Gerothman W. Cornell
Gerothman W. Cornell

Information on this page is from History of Rensselaer Co., New York by Nathaniel Bartlett Sylvester, published in 1880.

GEROTHMAN W. CORNELL is the eldest in a family of six children of Govit and Phebe (Almy) Cornell and was born in Cambridge, Washington Co., N. Y., Jan. 4, 1817. His ancestors were from New England.

He received a fair common-school education while young, but at the age of thirteen, on account of the straitened circumstances of his parents, he went into the busy world to care for himself. He became a clerk for his uncle, in New York, where he remained for two years, and subsequently ws a clerk in a general merchandise store, at Buskirk's Bridge, for four years.

In the year 1836 he came to Lansingburgh, Rensselaer Co., N. Y., and served as clerk for Alexander Walsh for a while, but soon after established himself in business as a general merchant and dealer in grain, etc., which business he has carried on with varying success for many years. Mr. Cornell has been an interested party in all matters of local interest, and a very active member of the Republican party.

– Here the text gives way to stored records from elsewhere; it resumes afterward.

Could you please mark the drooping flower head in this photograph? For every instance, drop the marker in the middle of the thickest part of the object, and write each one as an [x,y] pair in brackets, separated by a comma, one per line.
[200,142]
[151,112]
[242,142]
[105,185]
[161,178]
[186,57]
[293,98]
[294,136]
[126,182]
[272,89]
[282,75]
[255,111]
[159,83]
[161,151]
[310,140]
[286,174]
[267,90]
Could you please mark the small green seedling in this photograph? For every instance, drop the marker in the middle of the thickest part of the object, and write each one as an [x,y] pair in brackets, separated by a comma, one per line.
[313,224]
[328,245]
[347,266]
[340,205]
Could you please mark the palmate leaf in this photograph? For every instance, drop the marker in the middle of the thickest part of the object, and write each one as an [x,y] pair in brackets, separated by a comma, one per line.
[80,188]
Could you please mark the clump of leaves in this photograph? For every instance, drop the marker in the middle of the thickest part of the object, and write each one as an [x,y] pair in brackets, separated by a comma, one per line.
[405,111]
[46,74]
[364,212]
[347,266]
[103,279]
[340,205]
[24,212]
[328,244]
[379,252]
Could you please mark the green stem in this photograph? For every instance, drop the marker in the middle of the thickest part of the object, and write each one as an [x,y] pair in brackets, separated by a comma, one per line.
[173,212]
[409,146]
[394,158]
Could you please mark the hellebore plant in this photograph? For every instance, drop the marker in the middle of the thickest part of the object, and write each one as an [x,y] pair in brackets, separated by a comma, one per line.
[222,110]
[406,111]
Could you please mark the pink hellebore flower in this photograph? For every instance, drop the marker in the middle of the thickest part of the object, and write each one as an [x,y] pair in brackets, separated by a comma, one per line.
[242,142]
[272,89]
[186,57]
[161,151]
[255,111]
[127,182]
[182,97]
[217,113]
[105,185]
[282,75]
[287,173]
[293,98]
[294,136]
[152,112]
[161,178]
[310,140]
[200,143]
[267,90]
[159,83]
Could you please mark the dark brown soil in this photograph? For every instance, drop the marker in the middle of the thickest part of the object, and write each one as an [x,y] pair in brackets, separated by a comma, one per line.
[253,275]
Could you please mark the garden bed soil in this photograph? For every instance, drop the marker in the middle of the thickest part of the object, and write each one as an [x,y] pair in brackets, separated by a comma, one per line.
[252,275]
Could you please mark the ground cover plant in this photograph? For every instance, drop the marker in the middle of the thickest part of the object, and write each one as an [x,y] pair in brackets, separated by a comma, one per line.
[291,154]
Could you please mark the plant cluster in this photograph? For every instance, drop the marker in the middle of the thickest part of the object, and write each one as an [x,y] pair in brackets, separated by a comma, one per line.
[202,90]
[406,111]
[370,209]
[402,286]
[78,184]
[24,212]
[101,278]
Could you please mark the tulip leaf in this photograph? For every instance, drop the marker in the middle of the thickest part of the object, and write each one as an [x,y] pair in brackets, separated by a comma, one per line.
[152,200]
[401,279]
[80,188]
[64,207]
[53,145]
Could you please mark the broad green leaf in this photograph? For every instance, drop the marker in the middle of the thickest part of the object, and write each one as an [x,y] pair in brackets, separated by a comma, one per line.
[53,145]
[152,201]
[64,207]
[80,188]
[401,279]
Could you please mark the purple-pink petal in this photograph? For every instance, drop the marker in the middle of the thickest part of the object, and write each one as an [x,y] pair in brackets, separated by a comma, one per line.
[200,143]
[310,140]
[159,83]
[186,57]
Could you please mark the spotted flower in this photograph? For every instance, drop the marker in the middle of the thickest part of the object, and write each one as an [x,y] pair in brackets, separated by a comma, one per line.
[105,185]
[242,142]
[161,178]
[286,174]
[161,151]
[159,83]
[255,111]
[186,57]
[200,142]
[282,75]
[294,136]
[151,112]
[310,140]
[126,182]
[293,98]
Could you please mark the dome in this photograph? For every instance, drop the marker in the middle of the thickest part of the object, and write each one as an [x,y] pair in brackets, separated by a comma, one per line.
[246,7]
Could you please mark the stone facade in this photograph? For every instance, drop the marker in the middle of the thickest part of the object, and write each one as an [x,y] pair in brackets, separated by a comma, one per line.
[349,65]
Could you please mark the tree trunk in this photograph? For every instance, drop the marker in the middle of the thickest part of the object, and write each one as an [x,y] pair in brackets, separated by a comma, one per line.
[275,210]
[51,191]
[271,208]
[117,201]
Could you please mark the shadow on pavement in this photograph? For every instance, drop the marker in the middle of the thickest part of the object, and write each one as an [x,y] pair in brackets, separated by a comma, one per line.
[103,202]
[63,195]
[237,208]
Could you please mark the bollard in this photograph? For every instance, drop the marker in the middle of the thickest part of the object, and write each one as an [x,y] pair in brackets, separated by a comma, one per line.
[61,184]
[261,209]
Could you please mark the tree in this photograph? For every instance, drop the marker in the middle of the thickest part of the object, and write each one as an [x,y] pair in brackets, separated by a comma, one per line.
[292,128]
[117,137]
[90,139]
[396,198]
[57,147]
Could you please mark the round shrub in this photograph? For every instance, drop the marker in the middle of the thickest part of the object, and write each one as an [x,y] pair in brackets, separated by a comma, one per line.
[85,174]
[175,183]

He has been honored with positions of trust and responsibility by the citizens of his town and county, and has always endeavored to discharge the duties incumbent upon him with justice to others and with credit to himself.

He has been trustee of the village of Lansingburgh, and represented the town in the Board of Supervisors for four years in succession. In 1858 he was elected sheriff of Rensselaer County, and re-elected to that office in the fall of 1864.

He was appointed postmaster of Lansingburgh in 1874, during the presidency of U. S. Grant, and reappointed to that office in 1878.